Little blue penguins in trouble

Maia the little blue penguin found sitting on her nest made up from shards of glass and fishing line. Photo: Melissa McLuskie.

The Mount Maunganui little blue penguin population appears to be in trouble, as chicks and eggs are disappearing.

“It’s quite worrisome what’s happening,” says Western Bay Wildlife Trust Chairperson Melissa McLuskie, as she returns from monitoring the penguins’ burrows.

“This breeding season the penguins are not doing very well.  We’ve noticed a decline in the number of nesting birds and we’ve also found nests that have had eggs and chicks go missing. They’re most likely being predated on by some unknown predator.”

In the past there has been issues with cats and dogs on Moturiki Island and Mauao, but the wildlife trust are not quite sure what is causing the population of little blue penguins to be decimated this time.

“We are suspecting it is a cat but it’s possible that it could be some other predator or a combination of predators.”

The wildlife trust is needing to urgently raise funds to establish an effective monitoring programme so they can investigate and learn what is happening.

There are other serious issues too. The penguins are also having to deal with the continual dumping of rubbish and fishing lines.

Western Bay Wildlife Trust Conservation Week night tours briefing at Mount Surf Club.

“Maia, an adult penguin named for her bravery, was sitting directly on top of two large shards of glass from broken bottles and a fishing line. That’s also where her chick was the week before. Maia lost her baby!” says Melissa.

That chick has now gone, probably taken by a predator Melissa thinks.

“I have found quite a few nests with plastic in them that are in areas where it would be very tricky for the plastic to be blown into, so it’s looking like the penguins are possibly using plastic to build their nests.”

The season started off quite hopeful for the monitoring team. On August 27, the Western Bay Wildlife Trust reported some good news.

“We’re so excited to announce we have our first penguin eggs of the season,” wrote Melissa in a Facebook post. Less than two months later and the newly hatched chicks have gone.

The trust has a long-term Department of Conservation permit to monitor the little blue penguins.

“The research that we are doing is to try and help us understand the population status of our penguins and any threats that they are facing,” says Melissa. “We need that information to be able to protect them. At the moment we are building up the micro-chipped population because that enables us to keep track of the individuals, especially when it comes to their breeding.”

The costs of undertaking research are high though, and the wildlife trust needs help.

“There’s a lot of cost involved for us to do the work that we're doing and much of that cost is equipment and manpower. We do our best with the resources we have and are so grateful for our dedicated volunteers and supporters.”

Apart from financially supporting the Western Bay Wildlife Trust through their Givealittle page, there are three immediate ways that people can help keep the little blue penguins safe.

Keeping cats indoors at night is an easy helpful action.

A little blue penguin in its burrow.

“Then they can’t go out and hunt wild life. We suspect a cat is possibly taking the chicks and also predating on other wildlife. We really need monitoring equipment put in place so we find out exactly what is happening.”

In the meantime, owners micro-chipping their cats means that the pets are then easily identifiable as domestic cats. 

“The second way to help protect the little blue penguins is for Mount Maunganui residents to get involved with backyard trapping through Predator Free Bay of Plenty. This will help reduce the pressure of rats or any other mustelids that are around.”

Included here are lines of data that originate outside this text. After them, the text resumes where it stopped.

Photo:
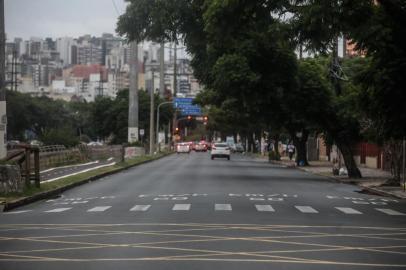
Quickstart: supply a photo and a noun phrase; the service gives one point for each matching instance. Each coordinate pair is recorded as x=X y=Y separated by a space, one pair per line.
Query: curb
x=372 y=190
x=52 y=193
x=329 y=178
x=382 y=193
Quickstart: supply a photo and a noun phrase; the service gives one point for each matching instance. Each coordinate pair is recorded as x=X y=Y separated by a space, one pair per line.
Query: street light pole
x=162 y=70
x=133 y=95
x=3 y=109
x=157 y=119
x=404 y=164
x=151 y=117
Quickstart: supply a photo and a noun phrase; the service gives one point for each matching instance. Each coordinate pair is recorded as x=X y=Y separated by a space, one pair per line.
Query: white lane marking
x=348 y=210
x=264 y=208
x=181 y=207
x=17 y=212
x=80 y=202
x=390 y=212
x=99 y=209
x=57 y=210
x=222 y=207
x=142 y=208
x=83 y=171
x=306 y=209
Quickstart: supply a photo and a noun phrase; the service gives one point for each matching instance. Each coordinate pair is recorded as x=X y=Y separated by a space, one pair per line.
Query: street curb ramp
x=55 y=192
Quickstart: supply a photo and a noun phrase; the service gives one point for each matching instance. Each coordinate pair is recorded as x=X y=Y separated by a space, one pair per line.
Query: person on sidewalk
x=291 y=151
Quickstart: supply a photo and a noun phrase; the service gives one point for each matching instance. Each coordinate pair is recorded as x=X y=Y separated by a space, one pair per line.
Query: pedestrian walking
x=291 y=151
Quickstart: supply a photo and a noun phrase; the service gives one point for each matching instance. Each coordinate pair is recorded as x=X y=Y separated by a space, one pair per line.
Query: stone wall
x=10 y=179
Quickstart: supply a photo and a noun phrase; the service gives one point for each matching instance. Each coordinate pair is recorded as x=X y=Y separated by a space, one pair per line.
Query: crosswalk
x=221 y=207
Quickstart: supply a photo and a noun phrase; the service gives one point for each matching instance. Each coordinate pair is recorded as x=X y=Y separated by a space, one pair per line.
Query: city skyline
x=59 y=18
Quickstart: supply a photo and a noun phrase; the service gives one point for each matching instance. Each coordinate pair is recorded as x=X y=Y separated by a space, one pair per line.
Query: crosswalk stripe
x=264 y=208
x=57 y=210
x=390 y=212
x=181 y=207
x=306 y=209
x=99 y=209
x=17 y=212
x=348 y=210
x=140 y=208
x=222 y=207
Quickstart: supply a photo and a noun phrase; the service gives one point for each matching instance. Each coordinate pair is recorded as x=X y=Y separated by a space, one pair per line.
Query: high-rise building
x=89 y=54
x=64 y=47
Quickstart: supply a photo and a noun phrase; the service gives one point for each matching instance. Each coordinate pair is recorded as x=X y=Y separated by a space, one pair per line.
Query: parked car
x=95 y=144
x=221 y=150
x=201 y=146
x=183 y=148
x=239 y=148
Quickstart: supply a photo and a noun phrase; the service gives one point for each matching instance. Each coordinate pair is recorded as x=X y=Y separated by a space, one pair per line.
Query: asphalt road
x=190 y=212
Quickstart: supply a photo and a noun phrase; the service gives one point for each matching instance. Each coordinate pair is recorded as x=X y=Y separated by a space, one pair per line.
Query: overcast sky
x=58 y=18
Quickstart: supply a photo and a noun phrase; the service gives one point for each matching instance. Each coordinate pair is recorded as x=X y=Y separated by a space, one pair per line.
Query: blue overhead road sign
x=186 y=107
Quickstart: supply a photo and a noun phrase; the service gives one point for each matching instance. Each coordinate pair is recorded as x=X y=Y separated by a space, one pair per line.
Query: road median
x=53 y=189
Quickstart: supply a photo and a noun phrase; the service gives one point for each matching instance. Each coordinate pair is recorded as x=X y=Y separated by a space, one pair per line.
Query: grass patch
x=27 y=192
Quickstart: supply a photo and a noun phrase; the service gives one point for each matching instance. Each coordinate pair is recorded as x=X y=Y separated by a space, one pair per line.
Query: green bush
x=63 y=136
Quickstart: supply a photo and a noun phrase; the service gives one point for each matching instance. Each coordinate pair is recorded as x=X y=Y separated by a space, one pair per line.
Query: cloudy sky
x=57 y=18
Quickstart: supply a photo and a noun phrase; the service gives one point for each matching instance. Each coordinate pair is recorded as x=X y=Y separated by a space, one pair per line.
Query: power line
x=115 y=7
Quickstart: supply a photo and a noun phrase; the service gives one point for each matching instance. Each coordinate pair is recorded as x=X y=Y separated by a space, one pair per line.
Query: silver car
x=220 y=150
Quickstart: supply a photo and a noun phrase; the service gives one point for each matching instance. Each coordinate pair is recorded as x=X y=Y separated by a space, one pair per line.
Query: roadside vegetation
x=82 y=177
x=250 y=55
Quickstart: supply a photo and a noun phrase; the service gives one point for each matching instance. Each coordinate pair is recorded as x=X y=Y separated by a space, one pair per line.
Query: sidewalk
x=372 y=179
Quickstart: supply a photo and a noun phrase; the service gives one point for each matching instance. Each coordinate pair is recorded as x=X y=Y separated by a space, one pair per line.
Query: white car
x=220 y=150
x=183 y=148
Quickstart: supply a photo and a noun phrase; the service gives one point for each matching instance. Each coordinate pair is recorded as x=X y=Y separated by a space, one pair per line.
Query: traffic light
x=205 y=119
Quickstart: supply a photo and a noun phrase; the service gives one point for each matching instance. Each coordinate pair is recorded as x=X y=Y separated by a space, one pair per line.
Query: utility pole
x=404 y=163
x=175 y=72
x=3 y=110
x=133 y=95
x=151 y=116
x=162 y=70
x=174 y=123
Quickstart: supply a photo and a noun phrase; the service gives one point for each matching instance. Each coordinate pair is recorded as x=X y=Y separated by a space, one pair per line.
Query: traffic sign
x=183 y=102
x=186 y=107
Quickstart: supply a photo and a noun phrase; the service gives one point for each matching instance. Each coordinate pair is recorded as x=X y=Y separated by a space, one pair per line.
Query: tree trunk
x=249 y=146
x=301 y=147
x=274 y=154
x=352 y=168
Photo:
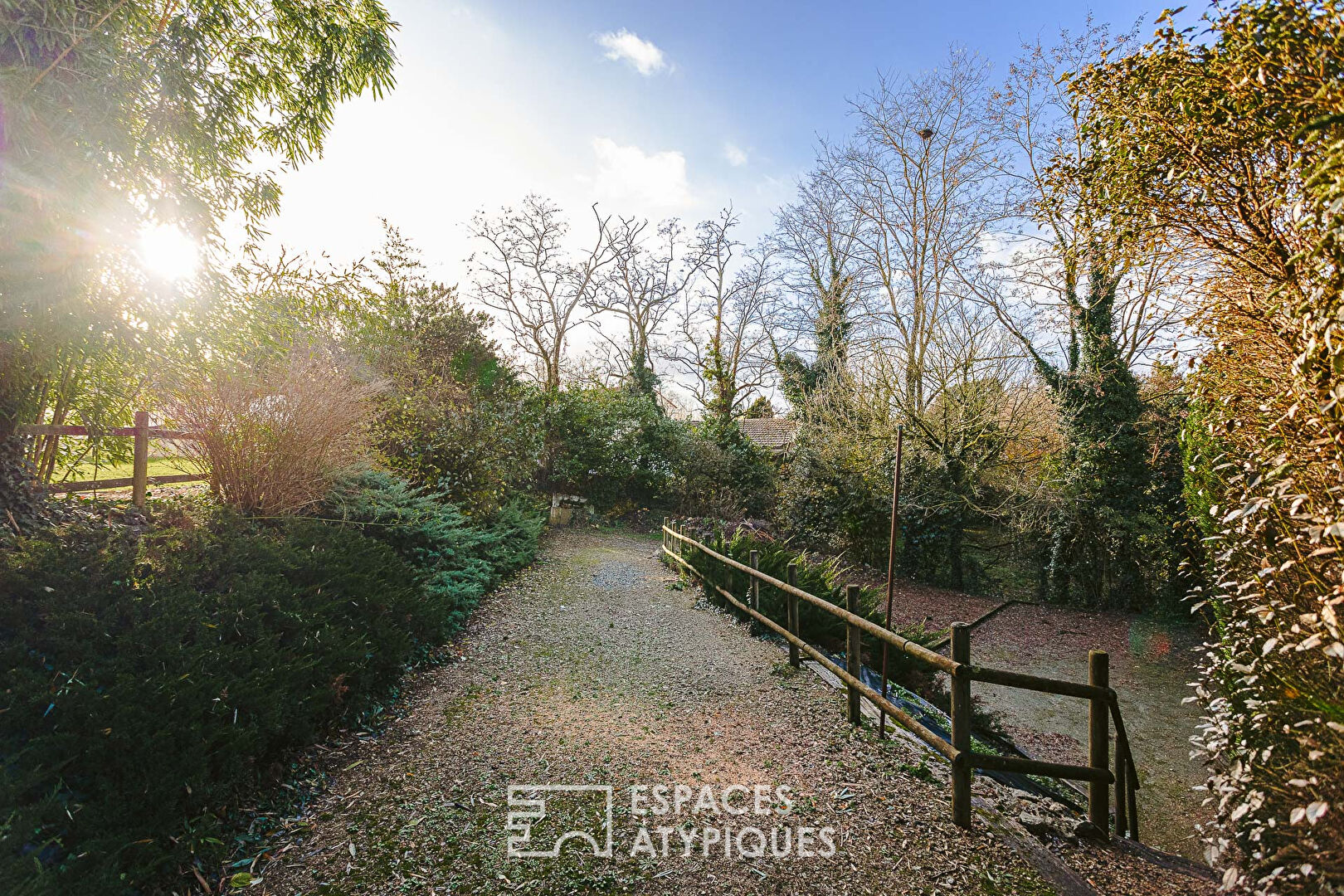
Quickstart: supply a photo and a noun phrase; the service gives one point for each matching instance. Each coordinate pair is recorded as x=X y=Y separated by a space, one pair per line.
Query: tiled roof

With the sponsorship by Bay of Plenty Regional Council, Tauranga City Council, Western Bay of Plenty District Council, Envirohub, NZ Landcare Trust, Bay Conservation Alliance and the Department of Conservation, Predator Free Bay of Plenty gives away traps to those living in Tauranga City and the Western Bay. The goal is to have 12,000 traps in the backyards of one in five houses, in order to see a significant impact on pests, and the return of native birds. Predator Free Bay of Plenty community groups have been started, but so far there are none based at Mount Maunganui.

 “Predator Free Bay of Plenty has targeted Tauranga suburb by suburb so we’re hoping to push that at the Mount too over the next little while,” says Melissa.

The third way that people can help is to become more aware of the dog ban zones.

“I find that almost every time I go nest monitoring I need to advise somebody who's walking their dog right next to breeding areas,” says Melissa who says that near Moturiki is a main problem area.

“I'm sure most people would actually hate to be responsible for their dog killing a baby penguin.

“Being responsible when out fishing, picking up trash whenever you see it and being mindful at home about reducing your waste can really help make a huge difference to a penguin like Maia.”

To help raise much needed funds for Western Bay Wildlife Trust to safeguard the future of little blue penguins at Mount Maunganui, a Givealitte page has been set up. Anyone can also become a member of Western Bay Wildlife Trust or Sponsor-A-Penguin on their website www.westernbaywildlife.nz

Predator Free BOP traps which are available free to Tauranga, Mount Maunganui and Western Bay residents.